Syrie : Poutine reçoit Erdogan à Moscou pour discuter de la situation «explosive» à Idleb
Soucieux de préserver la relation russo-turque, Vladimir Poutine et Recep Erdogan se rencontrent afin d'avoir une «discussion directe» suite au regain de tensions à Idleb, où l'armée syrienne poursuit son avancée.
Le président russe, Vladimir Poutine, et son homologue turc, Recep Tayyip Erdogan, se retrouvent à Moscou ce 5 mars dans un contexte de tensions extrêmes quant à la situation à Idleb en Syrie. «La situation est devenue si explosive à Idleb qu'il est important que nous puissions avoir des discussions directes», a déclaré le chef d'Etat russe lors d'une conférence de presse commune en amont de la rencontre.
Offrant ses condoléances pour la mort des soldats turcs, Vladimir Poutine a rappelé que l'armée syrienne ne connaissait pas l'emplacement des troupes turques lors de ses frappes aériennes, qui ont fait au moins 33 morts. «L'armée syrienne a aussi subi de lourdes pertes», a par ailleurs déclaré Vladimir Poutine en référence aux représailles d'Ankara. Le président russe entend «discuter en détails de tous les problèmes qui se posent» lors de cette rencontre, afin d'une part qu'un tel incident «ne se reproduise pas», et d'autre part de «préserver les relations russo-turques».

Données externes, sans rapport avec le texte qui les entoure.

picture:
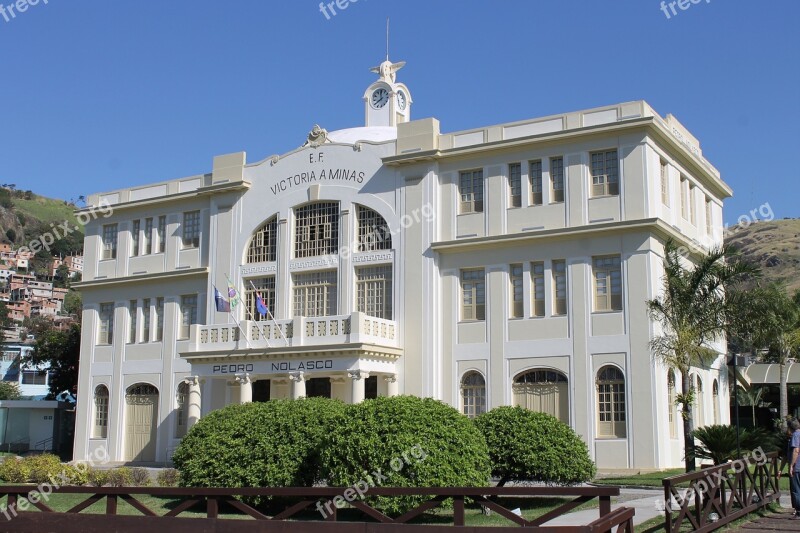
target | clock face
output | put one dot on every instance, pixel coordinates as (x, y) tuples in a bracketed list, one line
[(402, 101), (379, 98)]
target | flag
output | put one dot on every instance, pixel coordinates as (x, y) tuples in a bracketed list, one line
[(223, 305), (233, 296)]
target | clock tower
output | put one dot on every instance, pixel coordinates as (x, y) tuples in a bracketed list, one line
[(386, 102)]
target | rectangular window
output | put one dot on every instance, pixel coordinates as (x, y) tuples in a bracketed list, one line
[(265, 287), (535, 168), (374, 291), (109, 241), (664, 183), (517, 292), (605, 173), (191, 229), (148, 236), (560, 287), (473, 294), (133, 309), (537, 286), (135, 229), (159, 319), (470, 187), (161, 234), (106, 324), (515, 184), (557, 179), (146, 320), (188, 315), (607, 283), (315, 294)]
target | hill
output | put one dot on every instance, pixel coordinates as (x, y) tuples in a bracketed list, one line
[(774, 246)]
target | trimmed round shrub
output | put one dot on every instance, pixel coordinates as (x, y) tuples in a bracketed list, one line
[(529, 446), (404, 441), (271, 444)]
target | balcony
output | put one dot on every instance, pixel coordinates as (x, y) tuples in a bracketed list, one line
[(321, 332)]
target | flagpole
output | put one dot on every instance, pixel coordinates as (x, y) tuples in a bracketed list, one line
[(235, 321), (280, 330)]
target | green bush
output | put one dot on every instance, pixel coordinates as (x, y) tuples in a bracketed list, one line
[(271, 444), (412, 442), (14, 470), (42, 468), (120, 477), (167, 477), (529, 446)]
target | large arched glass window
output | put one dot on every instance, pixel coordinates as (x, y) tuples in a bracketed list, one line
[(264, 244), (316, 229), (671, 403), (373, 231), (611, 403), (473, 394), (100, 430), (545, 391), (180, 410)]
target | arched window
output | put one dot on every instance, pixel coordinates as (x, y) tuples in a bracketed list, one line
[(100, 430), (473, 394), (671, 403), (611, 403), (264, 244), (545, 391), (373, 231), (715, 399), (316, 229), (180, 410)]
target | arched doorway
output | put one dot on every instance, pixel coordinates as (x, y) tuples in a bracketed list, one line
[(141, 419), (545, 391)]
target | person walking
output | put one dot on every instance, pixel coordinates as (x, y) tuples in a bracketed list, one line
[(794, 468)]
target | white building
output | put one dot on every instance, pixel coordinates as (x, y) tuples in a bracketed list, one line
[(509, 264)]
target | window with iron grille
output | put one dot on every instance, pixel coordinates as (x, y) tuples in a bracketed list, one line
[(109, 241), (611, 403), (188, 314), (605, 173), (264, 244), (373, 231), (135, 229), (106, 324), (316, 229), (315, 294), (473, 294), (559, 287), (470, 188), (515, 184), (517, 292), (264, 286), (191, 229), (557, 179), (374, 291), (537, 285), (473, 394), (607, 283), (100, 430), (535, 175)]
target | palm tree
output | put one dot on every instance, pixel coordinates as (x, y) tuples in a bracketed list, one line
[(694, 313)]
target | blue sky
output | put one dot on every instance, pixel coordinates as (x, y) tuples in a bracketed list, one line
[(98, 95)]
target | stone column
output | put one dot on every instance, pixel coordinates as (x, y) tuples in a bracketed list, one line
[(193, 402), (391, 385), (298, 384), (245, 388), (357, 385)]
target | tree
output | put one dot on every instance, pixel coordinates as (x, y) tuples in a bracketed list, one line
[(60, 349), (694, 313)]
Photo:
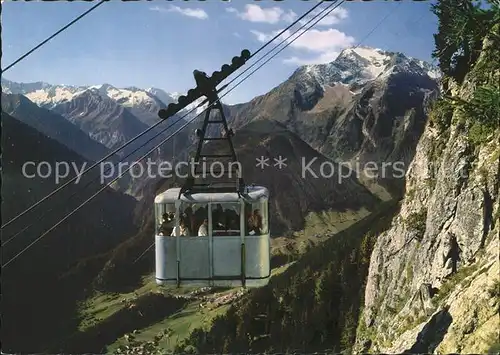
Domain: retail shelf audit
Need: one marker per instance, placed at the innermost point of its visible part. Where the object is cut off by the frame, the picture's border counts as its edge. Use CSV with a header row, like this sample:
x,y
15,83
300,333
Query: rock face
x,y
414,301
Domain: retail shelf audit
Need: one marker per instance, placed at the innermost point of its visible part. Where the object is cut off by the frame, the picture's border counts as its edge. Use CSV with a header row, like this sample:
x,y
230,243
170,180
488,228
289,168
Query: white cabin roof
x,y
255,193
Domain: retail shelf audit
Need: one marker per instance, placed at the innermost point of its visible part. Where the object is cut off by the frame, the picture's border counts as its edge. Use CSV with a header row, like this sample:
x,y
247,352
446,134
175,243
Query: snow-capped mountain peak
x,y
362,64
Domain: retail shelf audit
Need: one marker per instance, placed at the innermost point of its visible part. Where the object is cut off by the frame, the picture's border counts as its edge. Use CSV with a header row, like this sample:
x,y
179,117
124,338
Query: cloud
x,y
272,15
333,18
190,12
323,46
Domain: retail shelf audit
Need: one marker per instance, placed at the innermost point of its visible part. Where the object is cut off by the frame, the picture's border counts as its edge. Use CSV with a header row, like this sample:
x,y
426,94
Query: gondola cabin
x,y
213,239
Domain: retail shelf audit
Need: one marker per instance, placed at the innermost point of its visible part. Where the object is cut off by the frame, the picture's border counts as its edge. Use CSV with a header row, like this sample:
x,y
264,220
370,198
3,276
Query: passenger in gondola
x,y
203,230
255,223
232,219
218,217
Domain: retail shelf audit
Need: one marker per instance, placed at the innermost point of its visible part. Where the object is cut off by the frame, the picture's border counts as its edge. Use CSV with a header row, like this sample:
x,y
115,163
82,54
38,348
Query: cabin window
x,y
193,219
226,219
165,218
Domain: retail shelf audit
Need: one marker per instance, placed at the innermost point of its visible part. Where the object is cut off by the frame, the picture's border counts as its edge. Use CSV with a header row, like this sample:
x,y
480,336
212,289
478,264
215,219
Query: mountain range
x,y
367,105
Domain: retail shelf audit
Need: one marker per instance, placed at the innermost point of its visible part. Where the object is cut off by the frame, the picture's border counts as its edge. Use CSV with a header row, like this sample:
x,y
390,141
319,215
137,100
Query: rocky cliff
x,y
433,282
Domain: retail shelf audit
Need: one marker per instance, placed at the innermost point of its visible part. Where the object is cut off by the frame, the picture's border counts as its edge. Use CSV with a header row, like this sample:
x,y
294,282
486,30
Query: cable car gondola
x,y
212,233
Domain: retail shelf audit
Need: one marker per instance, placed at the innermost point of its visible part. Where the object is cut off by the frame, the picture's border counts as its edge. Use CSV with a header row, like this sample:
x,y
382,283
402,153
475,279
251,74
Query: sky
x,y
159,43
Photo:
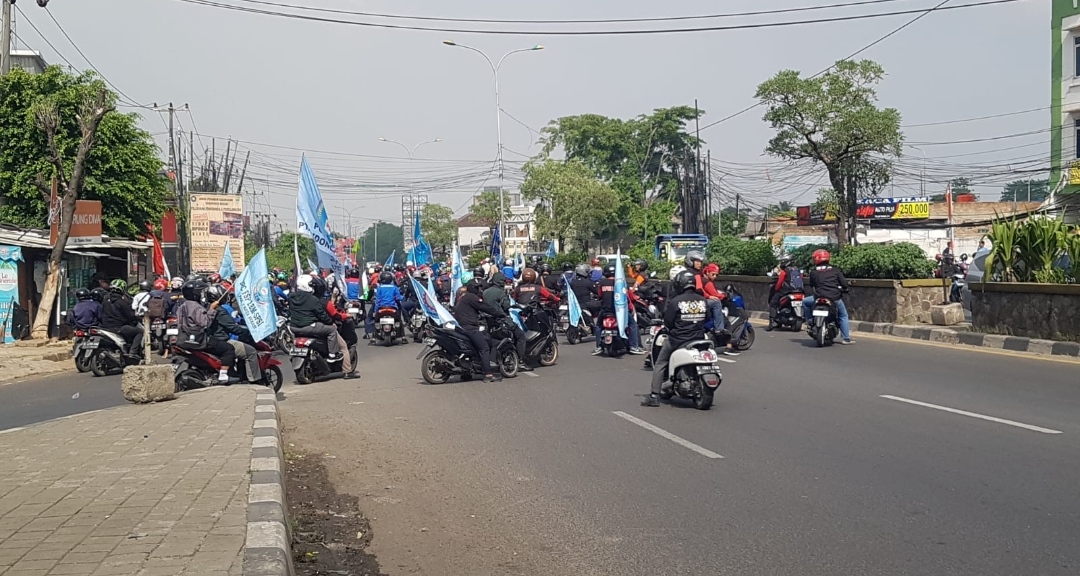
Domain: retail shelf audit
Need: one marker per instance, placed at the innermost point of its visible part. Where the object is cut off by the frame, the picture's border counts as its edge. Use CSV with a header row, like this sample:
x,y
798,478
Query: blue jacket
x,y
388,296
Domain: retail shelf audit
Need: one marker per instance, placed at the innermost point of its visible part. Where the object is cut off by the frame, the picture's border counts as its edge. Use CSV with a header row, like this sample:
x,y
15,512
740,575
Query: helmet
x,y
192,290
673,273
685,281
693,256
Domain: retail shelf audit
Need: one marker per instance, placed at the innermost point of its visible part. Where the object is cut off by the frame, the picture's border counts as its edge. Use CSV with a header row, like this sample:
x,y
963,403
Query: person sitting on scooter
x,y
224,326
86,312
307,317
467,311
685,320
118,317
828,282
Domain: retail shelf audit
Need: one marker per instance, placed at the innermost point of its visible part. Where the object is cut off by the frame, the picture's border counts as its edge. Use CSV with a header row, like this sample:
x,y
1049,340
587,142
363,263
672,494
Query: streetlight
x,y
498,119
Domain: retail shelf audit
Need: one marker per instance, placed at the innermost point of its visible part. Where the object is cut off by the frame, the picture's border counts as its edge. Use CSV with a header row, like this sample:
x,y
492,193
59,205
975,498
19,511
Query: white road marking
x,y
664,433
973,415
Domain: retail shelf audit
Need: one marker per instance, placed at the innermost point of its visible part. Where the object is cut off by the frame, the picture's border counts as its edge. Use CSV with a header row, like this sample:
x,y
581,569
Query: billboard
x,y
885,209
216,220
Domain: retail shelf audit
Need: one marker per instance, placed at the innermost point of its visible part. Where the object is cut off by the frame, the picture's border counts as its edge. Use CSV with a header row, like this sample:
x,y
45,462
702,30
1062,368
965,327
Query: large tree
x,y
833,119
574,204
122,169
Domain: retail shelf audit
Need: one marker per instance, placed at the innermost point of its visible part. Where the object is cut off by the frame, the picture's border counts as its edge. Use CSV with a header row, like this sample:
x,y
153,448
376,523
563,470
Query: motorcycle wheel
x,y
550,355
273,378
432,367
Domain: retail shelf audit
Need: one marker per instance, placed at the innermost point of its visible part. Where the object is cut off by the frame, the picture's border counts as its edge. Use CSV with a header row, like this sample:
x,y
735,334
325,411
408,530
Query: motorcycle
x,y
309,360
448,352
823,324
199,369
692,371
388,327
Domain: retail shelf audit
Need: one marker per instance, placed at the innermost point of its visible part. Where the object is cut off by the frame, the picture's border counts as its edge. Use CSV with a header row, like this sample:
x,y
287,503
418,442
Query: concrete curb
x,y
942,334
268,550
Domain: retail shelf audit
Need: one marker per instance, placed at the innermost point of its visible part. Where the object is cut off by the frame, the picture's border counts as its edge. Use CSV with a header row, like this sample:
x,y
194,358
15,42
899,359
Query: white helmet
x,y
675,271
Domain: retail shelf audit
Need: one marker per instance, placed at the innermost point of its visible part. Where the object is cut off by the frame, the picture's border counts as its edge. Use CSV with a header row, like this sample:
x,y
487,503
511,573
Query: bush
x,y
744,257
888,262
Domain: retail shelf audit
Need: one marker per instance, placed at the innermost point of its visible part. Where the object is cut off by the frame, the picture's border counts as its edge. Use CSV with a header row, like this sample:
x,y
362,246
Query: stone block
x,y
946,315
148,384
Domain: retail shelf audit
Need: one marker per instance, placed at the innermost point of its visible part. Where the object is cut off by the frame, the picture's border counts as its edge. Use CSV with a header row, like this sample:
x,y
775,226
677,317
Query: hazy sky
x,y
328,88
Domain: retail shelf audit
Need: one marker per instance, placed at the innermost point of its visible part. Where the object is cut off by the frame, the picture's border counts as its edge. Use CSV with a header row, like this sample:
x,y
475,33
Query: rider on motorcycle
x,y
828,282
685,320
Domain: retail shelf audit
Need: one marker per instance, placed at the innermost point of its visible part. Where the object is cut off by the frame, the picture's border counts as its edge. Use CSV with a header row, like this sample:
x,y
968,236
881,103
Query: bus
x,y
674,248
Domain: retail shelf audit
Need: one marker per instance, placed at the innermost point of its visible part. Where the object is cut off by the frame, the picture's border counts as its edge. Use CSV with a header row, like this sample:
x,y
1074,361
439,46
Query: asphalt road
x,y
968,467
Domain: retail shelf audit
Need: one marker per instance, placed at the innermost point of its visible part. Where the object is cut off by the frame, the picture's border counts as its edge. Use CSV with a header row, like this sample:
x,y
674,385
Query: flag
x,y
255,299
311,218
620,294
228,267
430,305
457,273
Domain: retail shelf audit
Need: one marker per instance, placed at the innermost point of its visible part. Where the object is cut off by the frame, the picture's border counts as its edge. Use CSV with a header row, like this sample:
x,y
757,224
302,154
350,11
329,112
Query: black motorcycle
x,y
449,352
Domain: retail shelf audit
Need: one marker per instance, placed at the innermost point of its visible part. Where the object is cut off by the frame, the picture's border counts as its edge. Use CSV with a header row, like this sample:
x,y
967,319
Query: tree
x,y
121,169
439,226
833,119
574,203
1026,190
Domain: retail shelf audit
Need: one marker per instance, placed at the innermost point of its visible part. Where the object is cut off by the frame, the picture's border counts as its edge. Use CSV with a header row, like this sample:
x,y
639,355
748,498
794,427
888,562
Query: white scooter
x,y
693,372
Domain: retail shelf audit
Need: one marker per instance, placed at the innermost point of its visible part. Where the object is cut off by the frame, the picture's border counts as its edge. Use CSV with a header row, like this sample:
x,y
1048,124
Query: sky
x,y
285,86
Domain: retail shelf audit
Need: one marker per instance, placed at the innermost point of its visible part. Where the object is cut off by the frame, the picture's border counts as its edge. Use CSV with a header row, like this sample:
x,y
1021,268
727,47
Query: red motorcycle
x,y
199,369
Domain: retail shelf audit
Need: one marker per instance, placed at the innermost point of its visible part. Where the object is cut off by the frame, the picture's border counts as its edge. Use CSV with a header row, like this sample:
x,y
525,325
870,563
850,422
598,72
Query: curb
x,y
268,549
941,334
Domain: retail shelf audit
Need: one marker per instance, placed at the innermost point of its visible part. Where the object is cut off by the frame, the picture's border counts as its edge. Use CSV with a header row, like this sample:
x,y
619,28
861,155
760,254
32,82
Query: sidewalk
x,y
147,490
34,358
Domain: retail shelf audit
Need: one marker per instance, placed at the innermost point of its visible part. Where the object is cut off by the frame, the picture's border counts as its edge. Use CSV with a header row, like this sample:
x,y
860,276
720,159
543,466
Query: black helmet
x,y
686,280
192,290
692,256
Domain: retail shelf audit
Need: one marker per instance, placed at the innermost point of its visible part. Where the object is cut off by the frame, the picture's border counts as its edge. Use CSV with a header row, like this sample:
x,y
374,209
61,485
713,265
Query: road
x,y
887,457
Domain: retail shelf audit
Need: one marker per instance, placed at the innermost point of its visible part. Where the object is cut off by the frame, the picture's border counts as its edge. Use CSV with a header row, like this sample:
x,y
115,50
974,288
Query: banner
x,y
216,220
254,297
311,219
885,209
620,294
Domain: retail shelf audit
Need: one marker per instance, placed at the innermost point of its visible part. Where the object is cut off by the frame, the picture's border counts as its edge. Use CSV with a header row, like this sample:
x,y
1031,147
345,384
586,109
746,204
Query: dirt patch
x,y
329,534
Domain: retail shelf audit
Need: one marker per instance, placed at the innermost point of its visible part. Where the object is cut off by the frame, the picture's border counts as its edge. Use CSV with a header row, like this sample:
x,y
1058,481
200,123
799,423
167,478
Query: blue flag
x,y
311,219
255,299
228,267
621,308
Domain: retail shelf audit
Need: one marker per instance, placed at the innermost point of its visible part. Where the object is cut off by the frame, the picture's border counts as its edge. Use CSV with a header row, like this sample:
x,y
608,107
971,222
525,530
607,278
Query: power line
x,y
221,5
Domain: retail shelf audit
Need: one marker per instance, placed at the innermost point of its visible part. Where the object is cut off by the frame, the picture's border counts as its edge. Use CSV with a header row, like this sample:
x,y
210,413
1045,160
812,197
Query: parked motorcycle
x,y
310,364
448,352
199,369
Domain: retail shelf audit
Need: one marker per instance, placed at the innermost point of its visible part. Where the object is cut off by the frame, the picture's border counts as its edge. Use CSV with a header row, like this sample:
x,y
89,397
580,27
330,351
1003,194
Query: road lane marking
x,y
664,433
973,415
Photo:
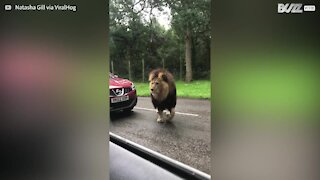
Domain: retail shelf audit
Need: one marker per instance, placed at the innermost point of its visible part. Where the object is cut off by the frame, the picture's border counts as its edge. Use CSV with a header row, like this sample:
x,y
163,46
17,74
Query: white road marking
x,y
186,114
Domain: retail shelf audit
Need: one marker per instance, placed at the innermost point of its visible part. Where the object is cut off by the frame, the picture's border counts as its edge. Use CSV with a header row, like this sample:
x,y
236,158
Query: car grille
x,y
113,91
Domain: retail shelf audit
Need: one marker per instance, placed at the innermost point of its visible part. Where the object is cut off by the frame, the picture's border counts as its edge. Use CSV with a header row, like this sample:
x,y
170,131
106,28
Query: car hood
x,y
119,82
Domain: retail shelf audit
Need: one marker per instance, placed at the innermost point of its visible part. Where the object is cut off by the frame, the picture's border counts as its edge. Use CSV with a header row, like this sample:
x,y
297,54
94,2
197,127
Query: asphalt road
x,y
186,138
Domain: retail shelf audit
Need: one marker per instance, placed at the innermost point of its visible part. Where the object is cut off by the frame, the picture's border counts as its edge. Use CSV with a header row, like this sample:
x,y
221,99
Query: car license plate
x,y
119,99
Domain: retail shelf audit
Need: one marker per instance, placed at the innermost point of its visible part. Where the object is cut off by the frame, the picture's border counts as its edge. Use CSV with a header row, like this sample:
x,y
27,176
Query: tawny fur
x,y
163,93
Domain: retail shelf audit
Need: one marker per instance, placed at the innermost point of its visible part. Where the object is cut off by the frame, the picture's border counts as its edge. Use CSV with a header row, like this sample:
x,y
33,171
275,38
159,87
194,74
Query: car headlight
x,y
133,87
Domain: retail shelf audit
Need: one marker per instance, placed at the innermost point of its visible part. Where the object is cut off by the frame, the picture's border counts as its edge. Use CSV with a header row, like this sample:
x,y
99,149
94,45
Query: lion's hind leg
x,y
160,116
172,113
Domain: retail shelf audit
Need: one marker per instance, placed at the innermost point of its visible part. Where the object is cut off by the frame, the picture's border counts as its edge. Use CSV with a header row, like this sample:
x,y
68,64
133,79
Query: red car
x,y
123,94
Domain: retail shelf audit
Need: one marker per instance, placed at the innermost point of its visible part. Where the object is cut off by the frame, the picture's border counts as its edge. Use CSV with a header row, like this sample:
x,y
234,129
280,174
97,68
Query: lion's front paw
x,y
160,120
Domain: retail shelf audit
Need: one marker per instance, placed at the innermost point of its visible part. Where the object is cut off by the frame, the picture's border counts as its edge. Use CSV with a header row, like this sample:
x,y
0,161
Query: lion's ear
x,y
164,77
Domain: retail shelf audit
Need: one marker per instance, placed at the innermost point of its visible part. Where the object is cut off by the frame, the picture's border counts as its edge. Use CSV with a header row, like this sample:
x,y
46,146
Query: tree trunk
x,y
188,56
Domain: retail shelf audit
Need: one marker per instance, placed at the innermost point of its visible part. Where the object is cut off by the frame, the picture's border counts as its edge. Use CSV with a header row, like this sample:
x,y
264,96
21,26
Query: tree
x,y
190,18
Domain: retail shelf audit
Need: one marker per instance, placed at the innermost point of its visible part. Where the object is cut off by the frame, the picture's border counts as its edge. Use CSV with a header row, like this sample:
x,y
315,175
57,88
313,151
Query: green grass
x,y
195,89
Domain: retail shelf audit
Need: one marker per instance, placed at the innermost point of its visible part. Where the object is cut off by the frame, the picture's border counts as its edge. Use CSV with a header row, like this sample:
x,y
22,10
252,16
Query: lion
x,y
163,93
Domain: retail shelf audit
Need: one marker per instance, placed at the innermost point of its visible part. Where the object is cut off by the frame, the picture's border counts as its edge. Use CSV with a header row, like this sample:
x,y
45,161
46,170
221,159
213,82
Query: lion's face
x,y
159,89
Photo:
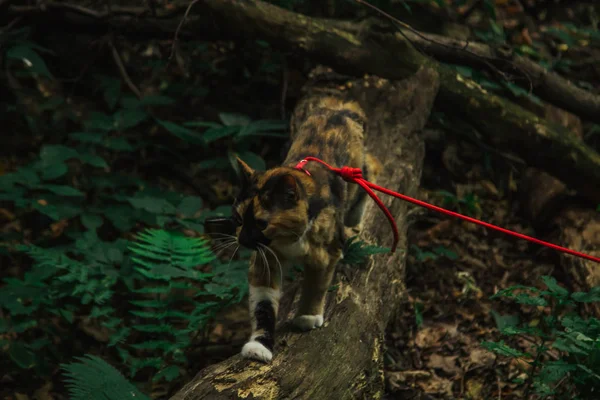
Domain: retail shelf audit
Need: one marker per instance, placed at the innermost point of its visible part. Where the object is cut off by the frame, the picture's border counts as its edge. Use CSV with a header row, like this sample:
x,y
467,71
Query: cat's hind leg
x,y
354,215
317,280
264,295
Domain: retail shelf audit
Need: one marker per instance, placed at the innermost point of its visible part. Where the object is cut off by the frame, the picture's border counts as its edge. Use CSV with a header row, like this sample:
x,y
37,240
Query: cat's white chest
x,y
294,250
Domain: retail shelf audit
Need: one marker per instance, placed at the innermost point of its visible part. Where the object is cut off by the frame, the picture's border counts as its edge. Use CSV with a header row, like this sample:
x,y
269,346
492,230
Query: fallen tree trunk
x,y
345,358
547,204
580,229
501,123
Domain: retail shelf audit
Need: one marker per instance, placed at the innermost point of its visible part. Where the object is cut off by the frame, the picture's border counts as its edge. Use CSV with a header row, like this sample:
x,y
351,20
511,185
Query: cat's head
x,y
271,208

Recep Erdogan, qui a souligné l'importance de cette réunion, dont «le monde entier attend les résultats», a lui aussi insisté sur la nécessité de «promouvoir et développer» les relations entre les deux états, qui sont économiquement au plus haut.
Reconquête d'Idleb
Ces dernières semaines, l'armée syrienne a pu reconquérir près de la moitié de la province d'Idleb, contrôlée depuis des années par les djihadistes de Hayat Tahrir al-Cham (dont l'une des composantes est le Front al-Nosra, ancienne branche syrienne d'al-Qaïda), ainsi que par d’autres groupes rebelles. L'avancée inexorable de Damas, bien décidée à recouvrir sa souveraineté sur la totalité de son territoire, se fait notamment au détriment des troupes turques. Ces dernières, qui soutiennent militairement des groupes armés dans la région «en violation des accords de Sotchi» selon Moscou, y tiennent également des postes d'observation.
Le 27 février, au moins 33 soldats turcs ont été tués dans des frappes aériennes de l'armée syrienne : les force de Damas affirment qu'Ankara ne les avait pas informé de la position de ses militaires. Si cet incident tragique a fait monter d'un cran la tension dans la région, il n'en a pas pour autant dissuadé Damas de poursuivre sa reconquête. Le 2 mars, l'armée syrienne a ainsi repris aux rebelles soutenus par la Turquie la ville de Saraqeb, stratégique dans l'optique de sécuriser l'autoroute Alep-Damas (M-5). Le lendemain, l'armée russe a été déployé dans la ville afin d'y mener sa première patrouille, note en outre l'agence de presse Tass.
De son côté, Ankara assure que son opération «Bouclier de printemps», lancée après la mort de ses soldats, «se poursuit avec succès». Alors que le controversé Observatoire syrien des droits de l'Homme (OSDH) a annoncé la mort de 119 soldats syriens depuis le début de l'offensive – un chiffre que n'a pas confirmé Damas – , le ministère de la Défense turc s'est félicité le 3 mars d'avoir abattu un avion L-39 appartenant au gouvernement syrien.
Si ses déclarations sont délibérément optimistes, les récentes actions entreprises par Ankara laissent peu de doute quand à la situation difficile dans laquelle se trouve la Turquie. Ce n'est pas un hasard si Ankara cherche a rallier l'OTAN à sa cause, lui demandant de mener des consultations sur la situation en Syrie. Conscient qu'il s'agit selon toutes vraisemblances d'un vœu pieu, la situation à Idleb ne correspondant à aucun article de la charte de l'Alliance atlantique, Recep Erdogan a décidé de faire monter la pression sur ses alliés Européens pour obtenir leur soutien. Il a ainsi ouvert les frontières turques avec la Grèce, afin de laisser passer des milliers de migrants, affirmant qu'il y en aurait bientôt «des millions».
Des actions qui mettent en lumière la main assez faible dont dispose finalement le président turc. En amont du sommet, Recep Erdogan a d'ailleurs expliqué qu'il souhaitait négocier un «cessez-le-feu», ce qui permettrait à Ankara de conserver son ancrage dans la région. De l'autre, le Kremlin a été plus évasif, assurant «conserver son engagement à l'égard des accords de Sotchi», mais aussi être «pour l'intégrité territoriale de la Syrie» et soutenir «la lutte contre les terroristes».